I choke down tears as I climb inside. More than worry for my baby’s well-being (this is not her first convulsion, and it won’t be her last), I am heartsick at being mechalel the fledgling year, the Yom Hadin that has barely announced itself. I am devastated to think of the day that is soon to rise, a day that should have featured shul, tekios, Unesaneh Tokef, marred instead by a long drive, nurses, and machines.

The paramedic asks me which hospital I want to go to. I don’t want to go to any hospital, please. I want to have the Yom Tov I was planning. I don’t want flashing lights and squawking radios. Where’s the peace, the stillness, the holiness?

I sit on the stretcher in my Yom Tov clothes, and watch a pen record our details.

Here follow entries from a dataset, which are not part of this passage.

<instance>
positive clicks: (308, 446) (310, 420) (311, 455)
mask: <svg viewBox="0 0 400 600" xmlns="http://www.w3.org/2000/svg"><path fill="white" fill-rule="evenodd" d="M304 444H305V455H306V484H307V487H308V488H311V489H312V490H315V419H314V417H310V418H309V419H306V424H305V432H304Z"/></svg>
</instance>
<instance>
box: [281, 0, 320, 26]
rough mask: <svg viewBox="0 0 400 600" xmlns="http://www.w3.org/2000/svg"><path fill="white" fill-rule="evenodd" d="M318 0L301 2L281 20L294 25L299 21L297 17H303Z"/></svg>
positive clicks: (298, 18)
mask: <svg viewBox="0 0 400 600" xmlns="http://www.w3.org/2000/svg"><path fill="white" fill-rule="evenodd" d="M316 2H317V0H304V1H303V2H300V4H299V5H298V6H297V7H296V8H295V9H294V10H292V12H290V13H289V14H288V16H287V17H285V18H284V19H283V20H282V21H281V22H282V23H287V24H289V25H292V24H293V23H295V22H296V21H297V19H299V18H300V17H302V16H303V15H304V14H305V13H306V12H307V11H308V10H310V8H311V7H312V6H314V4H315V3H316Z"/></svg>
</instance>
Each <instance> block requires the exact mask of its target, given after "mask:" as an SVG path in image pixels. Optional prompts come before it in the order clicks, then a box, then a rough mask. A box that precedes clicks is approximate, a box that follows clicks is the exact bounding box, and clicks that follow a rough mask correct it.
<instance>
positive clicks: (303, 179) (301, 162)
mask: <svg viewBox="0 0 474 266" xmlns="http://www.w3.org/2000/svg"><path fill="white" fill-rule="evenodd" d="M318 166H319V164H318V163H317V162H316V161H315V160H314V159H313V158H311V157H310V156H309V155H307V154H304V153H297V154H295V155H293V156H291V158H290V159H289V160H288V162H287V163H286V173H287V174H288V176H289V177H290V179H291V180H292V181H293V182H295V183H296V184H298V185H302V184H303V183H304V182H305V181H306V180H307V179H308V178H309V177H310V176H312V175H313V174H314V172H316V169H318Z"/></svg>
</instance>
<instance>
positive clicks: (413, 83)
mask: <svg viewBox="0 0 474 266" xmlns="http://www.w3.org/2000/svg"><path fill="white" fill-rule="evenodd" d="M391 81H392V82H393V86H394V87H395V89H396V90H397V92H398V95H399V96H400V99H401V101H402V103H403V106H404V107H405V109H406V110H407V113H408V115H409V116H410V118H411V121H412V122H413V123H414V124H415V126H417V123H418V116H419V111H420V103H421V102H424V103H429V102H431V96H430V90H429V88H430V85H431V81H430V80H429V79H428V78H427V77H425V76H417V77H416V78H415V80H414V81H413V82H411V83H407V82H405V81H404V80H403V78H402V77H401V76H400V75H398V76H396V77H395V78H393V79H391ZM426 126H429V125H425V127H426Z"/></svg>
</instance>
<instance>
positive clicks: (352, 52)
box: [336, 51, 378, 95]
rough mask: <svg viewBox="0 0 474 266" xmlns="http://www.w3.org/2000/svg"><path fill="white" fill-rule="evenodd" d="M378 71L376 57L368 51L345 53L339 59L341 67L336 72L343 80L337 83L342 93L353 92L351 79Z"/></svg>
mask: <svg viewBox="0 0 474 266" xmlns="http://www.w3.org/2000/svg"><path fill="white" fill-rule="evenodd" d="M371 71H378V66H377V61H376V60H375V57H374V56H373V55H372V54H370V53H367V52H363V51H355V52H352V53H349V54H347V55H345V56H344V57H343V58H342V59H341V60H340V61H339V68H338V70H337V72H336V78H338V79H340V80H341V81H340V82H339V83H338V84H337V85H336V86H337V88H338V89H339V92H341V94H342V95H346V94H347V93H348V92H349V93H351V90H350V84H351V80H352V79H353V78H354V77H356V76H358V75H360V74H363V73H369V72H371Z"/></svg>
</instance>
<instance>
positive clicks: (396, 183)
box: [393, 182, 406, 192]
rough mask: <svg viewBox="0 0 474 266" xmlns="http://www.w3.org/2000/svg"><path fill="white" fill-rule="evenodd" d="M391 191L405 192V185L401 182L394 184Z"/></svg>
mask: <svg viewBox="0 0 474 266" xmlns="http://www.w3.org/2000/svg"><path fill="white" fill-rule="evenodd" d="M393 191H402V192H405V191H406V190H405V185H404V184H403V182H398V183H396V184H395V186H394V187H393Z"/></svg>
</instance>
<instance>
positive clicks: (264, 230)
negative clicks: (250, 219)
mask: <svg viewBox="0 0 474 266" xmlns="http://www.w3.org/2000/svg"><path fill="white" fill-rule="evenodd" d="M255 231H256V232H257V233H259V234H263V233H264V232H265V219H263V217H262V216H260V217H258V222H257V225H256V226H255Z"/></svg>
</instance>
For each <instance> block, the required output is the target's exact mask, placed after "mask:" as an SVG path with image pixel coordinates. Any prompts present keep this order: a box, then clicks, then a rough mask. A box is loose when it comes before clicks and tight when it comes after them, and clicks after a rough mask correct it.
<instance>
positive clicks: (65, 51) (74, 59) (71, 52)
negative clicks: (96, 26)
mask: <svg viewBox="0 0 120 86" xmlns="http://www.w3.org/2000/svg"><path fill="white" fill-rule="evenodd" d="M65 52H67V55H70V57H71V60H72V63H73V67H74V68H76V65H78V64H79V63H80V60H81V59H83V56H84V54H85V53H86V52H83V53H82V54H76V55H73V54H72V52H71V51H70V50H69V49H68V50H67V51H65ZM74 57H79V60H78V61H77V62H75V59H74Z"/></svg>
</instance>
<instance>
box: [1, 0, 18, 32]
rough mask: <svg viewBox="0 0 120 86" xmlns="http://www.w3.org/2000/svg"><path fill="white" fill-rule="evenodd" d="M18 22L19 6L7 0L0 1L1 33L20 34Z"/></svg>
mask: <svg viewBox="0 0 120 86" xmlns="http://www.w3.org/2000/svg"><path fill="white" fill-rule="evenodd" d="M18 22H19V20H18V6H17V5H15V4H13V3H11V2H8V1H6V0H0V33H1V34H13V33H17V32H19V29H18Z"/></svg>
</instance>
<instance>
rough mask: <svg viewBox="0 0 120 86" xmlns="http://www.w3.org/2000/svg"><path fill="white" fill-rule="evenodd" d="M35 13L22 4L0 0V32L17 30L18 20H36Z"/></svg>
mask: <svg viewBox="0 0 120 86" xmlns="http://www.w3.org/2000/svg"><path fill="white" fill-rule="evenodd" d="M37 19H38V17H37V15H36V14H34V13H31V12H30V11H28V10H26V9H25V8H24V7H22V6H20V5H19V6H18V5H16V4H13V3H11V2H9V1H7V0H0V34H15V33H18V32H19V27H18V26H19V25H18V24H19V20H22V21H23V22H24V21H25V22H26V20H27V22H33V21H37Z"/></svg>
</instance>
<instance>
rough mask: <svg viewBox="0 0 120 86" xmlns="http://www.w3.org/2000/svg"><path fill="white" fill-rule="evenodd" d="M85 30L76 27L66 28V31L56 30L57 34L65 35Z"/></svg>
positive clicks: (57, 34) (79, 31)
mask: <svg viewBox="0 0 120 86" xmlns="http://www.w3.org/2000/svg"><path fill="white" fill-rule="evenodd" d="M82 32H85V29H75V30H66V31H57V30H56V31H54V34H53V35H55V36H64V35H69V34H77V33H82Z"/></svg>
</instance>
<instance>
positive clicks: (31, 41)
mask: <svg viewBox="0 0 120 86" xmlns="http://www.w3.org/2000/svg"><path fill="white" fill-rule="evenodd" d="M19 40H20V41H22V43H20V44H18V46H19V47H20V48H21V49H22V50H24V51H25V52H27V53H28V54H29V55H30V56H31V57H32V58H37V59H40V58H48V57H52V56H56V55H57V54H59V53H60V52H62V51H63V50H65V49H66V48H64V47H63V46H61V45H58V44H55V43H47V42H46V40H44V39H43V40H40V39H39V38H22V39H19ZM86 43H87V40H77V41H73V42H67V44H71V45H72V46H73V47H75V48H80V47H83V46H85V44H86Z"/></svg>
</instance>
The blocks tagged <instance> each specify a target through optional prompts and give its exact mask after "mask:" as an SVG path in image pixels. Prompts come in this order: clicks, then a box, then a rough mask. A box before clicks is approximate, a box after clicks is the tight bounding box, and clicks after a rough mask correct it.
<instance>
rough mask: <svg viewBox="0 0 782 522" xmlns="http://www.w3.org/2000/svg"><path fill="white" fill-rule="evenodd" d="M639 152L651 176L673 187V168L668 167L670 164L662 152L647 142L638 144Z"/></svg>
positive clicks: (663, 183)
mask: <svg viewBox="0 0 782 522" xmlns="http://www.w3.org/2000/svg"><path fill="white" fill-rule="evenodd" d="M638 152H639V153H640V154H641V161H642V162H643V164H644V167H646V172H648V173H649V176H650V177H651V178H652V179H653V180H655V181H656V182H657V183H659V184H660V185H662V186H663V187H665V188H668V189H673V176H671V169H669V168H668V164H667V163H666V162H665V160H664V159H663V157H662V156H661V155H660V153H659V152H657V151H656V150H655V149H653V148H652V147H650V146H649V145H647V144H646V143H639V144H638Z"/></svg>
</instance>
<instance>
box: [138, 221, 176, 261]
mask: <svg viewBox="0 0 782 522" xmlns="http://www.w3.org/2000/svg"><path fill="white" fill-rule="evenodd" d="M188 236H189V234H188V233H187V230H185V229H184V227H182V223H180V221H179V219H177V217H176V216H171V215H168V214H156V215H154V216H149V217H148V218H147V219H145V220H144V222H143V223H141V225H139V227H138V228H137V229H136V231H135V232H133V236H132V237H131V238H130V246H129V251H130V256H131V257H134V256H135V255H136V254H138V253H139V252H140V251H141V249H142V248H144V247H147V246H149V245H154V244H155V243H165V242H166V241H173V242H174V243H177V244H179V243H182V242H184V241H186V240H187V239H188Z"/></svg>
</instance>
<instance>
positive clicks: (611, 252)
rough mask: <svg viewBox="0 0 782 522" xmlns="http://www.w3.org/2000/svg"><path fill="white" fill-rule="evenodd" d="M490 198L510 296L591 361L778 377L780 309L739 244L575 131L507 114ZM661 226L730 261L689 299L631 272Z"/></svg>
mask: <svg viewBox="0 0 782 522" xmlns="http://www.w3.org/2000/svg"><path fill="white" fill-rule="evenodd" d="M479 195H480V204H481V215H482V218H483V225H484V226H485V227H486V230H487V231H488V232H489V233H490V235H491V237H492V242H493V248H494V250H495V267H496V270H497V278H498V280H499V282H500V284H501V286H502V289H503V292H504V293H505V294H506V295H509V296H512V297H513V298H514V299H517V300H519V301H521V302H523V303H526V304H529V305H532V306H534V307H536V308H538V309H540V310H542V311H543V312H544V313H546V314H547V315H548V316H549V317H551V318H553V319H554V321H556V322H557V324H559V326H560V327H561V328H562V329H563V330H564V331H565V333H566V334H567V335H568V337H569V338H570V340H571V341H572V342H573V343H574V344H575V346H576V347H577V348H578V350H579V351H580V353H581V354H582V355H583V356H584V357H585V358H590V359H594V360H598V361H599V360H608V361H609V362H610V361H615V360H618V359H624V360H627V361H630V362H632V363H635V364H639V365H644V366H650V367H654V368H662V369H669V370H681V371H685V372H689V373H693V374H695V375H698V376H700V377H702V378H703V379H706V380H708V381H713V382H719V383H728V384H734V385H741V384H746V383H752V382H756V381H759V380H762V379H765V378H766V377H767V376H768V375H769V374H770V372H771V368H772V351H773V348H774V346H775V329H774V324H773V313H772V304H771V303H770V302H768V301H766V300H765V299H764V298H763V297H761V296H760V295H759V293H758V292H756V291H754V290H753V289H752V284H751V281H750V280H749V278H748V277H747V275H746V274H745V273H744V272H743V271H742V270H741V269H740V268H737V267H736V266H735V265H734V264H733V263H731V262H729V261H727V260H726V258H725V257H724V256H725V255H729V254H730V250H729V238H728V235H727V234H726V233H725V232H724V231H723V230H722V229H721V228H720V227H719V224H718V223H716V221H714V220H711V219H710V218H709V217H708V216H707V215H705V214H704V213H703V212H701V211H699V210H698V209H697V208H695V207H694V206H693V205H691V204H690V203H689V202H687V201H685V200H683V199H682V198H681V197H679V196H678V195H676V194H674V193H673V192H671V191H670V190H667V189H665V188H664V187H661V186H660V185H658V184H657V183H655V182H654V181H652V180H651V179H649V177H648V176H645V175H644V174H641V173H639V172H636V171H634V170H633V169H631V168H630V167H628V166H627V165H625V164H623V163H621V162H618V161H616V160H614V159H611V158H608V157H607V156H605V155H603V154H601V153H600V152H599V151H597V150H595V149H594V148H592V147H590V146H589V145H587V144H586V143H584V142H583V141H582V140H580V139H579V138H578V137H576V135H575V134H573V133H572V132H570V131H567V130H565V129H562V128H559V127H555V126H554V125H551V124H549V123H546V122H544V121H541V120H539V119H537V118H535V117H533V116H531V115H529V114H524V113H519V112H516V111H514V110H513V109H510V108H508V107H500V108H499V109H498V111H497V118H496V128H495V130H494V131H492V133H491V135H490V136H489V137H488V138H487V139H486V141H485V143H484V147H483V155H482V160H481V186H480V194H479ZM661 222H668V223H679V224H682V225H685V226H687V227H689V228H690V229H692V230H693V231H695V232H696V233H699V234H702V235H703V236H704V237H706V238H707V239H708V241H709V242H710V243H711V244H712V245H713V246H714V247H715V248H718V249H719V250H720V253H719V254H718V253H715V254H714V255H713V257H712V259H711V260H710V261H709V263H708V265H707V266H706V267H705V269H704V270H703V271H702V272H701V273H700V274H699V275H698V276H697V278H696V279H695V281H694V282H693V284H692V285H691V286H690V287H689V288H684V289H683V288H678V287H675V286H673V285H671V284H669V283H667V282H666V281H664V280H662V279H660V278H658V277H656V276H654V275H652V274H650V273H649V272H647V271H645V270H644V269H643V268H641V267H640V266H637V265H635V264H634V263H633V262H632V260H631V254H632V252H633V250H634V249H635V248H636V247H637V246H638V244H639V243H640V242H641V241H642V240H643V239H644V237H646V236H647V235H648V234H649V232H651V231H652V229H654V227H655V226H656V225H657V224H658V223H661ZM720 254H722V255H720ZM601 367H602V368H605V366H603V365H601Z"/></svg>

Instead of delicious food, there’s the astringent odor of antiseptics. I hold my baby tight as the engine powers up, and look out the ambulance door as I’m pulled into a different reality.

Suddenly, a different door comes to mind. Yossel. Locked in a bathroom all Rosh Hashanah.

As we speed down the empty roads, I know who that story was meant for; Who it was from.

I have to know what my avodah for Rosh Hashanah is.

I will keep reminding myself as the hours are long, and I am far away from where I want to be; as my Yom Hadin consists of rocking a sick baby. This is where I am supposed to be.

Because it was Hashem Who put me here.